El Mocho César, por su parte, estaba visiblemente satisfecho de su jornada. Una vez grabada la prueba de supervivencia, se fue a hablar conmigo, a caballo sobre el tronco de un árbol.

—Nosotros vamos a ganar esta guerra. Los chulos no pueden con nosotros. Son muy brutos. Hace dos días los matamos por docenas. Se ponen a perseguirnos como patos en formación. Nosotros estamos escondidos, esperándolos.

—Además, están muy corrompidos. Son unos burgueses. Lo único que les interesa es la plata. ¡Nosotros los compramos y luego los matamos!
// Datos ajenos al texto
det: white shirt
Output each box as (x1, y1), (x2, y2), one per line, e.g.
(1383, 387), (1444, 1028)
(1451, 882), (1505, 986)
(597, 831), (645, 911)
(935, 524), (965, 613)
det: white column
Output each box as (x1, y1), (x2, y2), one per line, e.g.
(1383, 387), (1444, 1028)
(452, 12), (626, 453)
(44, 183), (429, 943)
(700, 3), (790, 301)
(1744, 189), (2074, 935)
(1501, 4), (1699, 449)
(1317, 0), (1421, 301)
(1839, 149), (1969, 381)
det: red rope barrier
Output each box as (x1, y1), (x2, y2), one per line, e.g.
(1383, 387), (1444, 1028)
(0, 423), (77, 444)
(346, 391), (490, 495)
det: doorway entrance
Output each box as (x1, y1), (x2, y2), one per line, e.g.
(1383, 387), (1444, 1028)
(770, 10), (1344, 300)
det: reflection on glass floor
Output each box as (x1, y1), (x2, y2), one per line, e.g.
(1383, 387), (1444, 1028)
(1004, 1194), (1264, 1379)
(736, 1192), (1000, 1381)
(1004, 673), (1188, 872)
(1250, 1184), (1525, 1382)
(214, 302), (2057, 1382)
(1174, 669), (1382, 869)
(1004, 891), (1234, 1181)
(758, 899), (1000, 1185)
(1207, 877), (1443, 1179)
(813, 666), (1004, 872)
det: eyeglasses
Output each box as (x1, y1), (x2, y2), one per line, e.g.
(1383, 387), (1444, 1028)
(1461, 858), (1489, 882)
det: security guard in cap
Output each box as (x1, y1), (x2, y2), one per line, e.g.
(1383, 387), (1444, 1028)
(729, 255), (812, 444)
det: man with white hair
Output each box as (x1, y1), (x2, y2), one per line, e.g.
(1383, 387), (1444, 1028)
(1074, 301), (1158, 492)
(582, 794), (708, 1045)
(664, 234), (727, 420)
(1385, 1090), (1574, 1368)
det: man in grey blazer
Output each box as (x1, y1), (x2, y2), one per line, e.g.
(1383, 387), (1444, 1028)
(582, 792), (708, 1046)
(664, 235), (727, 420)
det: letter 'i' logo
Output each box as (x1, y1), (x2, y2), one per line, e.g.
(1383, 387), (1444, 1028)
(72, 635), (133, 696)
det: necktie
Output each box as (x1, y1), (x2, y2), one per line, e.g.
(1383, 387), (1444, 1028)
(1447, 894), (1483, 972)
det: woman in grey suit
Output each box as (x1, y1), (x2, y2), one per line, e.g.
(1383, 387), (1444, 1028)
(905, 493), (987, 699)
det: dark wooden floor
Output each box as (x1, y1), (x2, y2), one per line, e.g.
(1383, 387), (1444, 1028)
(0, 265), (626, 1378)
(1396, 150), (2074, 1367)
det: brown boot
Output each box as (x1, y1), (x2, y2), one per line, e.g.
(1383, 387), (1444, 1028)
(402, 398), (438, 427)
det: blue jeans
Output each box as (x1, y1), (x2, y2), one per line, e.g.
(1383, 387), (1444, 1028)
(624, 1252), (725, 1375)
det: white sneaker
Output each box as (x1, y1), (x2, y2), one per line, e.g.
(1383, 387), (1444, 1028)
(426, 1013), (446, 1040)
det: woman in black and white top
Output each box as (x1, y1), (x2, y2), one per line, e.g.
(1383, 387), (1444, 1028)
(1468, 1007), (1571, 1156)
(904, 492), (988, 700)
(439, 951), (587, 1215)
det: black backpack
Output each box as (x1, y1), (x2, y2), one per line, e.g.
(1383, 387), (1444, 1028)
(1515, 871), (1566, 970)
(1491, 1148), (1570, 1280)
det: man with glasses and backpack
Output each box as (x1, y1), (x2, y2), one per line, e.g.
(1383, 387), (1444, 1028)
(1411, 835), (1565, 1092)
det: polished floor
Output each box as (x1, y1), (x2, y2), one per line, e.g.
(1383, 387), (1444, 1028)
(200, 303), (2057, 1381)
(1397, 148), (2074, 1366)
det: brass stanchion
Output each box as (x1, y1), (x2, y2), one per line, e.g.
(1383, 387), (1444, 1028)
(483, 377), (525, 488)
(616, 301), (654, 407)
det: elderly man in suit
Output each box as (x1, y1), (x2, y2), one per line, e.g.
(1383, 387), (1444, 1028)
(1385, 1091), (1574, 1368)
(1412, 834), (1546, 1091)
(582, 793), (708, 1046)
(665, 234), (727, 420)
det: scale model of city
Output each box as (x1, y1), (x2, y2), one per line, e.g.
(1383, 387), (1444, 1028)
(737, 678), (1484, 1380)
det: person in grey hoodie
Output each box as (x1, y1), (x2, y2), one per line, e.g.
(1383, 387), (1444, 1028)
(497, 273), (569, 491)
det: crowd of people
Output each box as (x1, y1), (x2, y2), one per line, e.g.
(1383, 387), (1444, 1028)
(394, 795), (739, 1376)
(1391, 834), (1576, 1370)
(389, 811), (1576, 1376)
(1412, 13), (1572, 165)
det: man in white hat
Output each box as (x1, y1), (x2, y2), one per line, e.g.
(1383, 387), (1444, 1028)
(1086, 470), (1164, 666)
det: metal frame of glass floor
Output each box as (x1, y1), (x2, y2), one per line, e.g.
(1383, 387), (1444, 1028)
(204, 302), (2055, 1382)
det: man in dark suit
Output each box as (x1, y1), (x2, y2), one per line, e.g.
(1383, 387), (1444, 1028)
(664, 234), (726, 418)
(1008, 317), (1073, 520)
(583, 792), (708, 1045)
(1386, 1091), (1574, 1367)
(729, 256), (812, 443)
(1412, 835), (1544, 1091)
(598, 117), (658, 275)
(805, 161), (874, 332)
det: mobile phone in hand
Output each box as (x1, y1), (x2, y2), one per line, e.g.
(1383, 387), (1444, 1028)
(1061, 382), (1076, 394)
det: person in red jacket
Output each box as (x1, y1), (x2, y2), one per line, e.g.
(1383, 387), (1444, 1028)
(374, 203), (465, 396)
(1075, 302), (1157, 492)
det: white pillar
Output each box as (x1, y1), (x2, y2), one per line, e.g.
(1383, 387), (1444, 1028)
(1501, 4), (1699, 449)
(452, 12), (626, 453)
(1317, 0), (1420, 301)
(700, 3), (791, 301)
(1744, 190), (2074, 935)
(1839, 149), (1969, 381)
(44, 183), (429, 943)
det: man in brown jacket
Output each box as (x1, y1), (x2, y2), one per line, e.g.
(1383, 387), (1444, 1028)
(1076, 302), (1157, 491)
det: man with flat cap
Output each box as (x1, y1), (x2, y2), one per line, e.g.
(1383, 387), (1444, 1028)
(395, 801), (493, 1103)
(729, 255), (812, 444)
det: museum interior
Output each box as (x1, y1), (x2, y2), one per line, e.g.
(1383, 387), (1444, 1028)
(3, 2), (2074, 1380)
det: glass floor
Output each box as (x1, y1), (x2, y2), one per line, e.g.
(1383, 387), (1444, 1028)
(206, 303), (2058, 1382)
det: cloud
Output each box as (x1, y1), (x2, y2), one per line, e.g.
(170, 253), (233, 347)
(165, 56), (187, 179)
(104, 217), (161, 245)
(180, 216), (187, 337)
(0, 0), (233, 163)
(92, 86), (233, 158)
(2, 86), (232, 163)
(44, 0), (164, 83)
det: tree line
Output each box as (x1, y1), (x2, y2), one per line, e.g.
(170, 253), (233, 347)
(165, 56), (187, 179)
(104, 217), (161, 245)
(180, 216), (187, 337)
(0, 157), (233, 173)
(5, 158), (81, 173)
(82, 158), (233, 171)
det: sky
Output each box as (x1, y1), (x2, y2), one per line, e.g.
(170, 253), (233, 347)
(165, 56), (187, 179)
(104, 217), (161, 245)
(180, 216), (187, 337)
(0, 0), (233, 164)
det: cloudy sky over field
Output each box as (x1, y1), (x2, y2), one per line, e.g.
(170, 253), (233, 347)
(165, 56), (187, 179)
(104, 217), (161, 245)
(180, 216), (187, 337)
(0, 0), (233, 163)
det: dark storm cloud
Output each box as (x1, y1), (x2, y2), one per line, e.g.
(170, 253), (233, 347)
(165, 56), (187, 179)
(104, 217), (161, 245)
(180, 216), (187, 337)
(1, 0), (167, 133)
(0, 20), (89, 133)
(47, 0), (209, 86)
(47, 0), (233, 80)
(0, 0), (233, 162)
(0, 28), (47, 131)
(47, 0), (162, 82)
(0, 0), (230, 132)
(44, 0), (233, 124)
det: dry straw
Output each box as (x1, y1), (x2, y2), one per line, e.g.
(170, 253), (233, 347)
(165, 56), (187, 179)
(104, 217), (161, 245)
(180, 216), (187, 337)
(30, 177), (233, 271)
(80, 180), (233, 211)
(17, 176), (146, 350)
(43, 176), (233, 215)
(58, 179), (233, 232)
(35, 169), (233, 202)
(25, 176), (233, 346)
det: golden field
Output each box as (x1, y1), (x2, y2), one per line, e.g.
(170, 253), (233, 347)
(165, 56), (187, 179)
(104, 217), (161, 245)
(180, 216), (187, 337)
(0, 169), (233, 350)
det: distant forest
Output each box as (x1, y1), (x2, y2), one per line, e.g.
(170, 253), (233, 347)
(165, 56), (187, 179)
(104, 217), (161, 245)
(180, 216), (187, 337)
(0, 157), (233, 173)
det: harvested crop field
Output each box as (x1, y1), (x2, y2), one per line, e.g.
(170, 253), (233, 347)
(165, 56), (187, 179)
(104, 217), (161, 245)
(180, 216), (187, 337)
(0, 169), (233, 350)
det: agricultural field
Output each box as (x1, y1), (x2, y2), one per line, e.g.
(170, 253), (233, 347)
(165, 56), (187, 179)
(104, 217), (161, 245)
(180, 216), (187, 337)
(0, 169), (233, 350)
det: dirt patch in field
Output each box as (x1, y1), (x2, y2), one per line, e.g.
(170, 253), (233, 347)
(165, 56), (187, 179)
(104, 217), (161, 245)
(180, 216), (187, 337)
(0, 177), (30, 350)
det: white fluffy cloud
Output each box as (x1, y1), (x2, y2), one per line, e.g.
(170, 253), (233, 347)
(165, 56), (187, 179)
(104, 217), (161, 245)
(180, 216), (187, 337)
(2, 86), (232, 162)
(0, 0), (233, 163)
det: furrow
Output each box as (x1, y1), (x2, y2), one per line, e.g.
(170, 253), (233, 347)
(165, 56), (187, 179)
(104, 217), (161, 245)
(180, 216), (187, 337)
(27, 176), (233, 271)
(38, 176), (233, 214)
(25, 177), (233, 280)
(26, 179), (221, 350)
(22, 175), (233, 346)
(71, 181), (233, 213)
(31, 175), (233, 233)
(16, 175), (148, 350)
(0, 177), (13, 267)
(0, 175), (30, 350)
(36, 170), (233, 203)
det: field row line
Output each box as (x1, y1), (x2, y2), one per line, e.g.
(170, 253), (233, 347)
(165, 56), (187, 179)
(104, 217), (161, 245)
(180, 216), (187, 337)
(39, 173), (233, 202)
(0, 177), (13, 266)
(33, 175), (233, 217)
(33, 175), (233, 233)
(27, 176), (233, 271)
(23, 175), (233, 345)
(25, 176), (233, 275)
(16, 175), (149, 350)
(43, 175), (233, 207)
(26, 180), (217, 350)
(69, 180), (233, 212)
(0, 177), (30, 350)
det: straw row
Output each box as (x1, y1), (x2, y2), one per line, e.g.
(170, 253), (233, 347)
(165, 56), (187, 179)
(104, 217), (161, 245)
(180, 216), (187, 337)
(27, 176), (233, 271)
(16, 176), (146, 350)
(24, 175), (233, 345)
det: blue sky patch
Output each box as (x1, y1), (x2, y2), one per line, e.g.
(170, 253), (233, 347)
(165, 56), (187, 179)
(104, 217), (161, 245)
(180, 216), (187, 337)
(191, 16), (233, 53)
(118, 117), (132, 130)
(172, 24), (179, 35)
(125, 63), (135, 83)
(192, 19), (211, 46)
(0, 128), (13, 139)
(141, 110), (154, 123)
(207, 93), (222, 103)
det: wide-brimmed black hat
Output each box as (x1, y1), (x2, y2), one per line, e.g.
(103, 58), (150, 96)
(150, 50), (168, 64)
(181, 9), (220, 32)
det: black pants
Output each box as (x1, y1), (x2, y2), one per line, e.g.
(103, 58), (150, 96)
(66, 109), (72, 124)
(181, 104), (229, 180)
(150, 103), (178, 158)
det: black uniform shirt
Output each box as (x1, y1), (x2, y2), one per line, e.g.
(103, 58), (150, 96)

Yo sabía que para algunos individuos la guerra era una fuente inagotable de enriquecimiento. Había denunciado en el Senado colombiano la celebración de contratos de adquisición de armamentos, cuyos precios inflaban al triple del precio verdadero para poder repartir sobornos. Pero el comentario de César me hería profundamente. «En la civil», yo sentía que la guerra no me concernía. Por principio, yo estaba contra ella. Ahora, en los meses que había pasado en las manos de las Farc, comprendía que la situación del país era mucho más compleja. Ya no podía seguir siendo neutra. César podía criticar a las Fuerzas Armadas. Sin embargo, eran las Fuerzas Armadas las que los combatían y luchaban por contener su expansión. Ellas eran las únicas que estaban peleando para liberarnos.

—La plata le interesa a todo el mundo. Especialmente a las Farc. Mire cómo viven sus comandantes. ¡Además, ustedes matan, pero a ustedes los matan también! ¿Quién le garantiza que a final de año va a seguir vivo?

Me miró sorprendido, incapaz de imaginar su propia muerte.

—¡Eso a usted no le conviene!

—Yo sé. Por eso le deseo que viva harto tiempo.

Con sus dos manos me apretó la mía y se despidió diciendo:

—Prométame que se va a cuidar.

—Sí, se lo prometo.

El Mocho César murió dos meses más tarde en una emboscada que le tendió el ejército.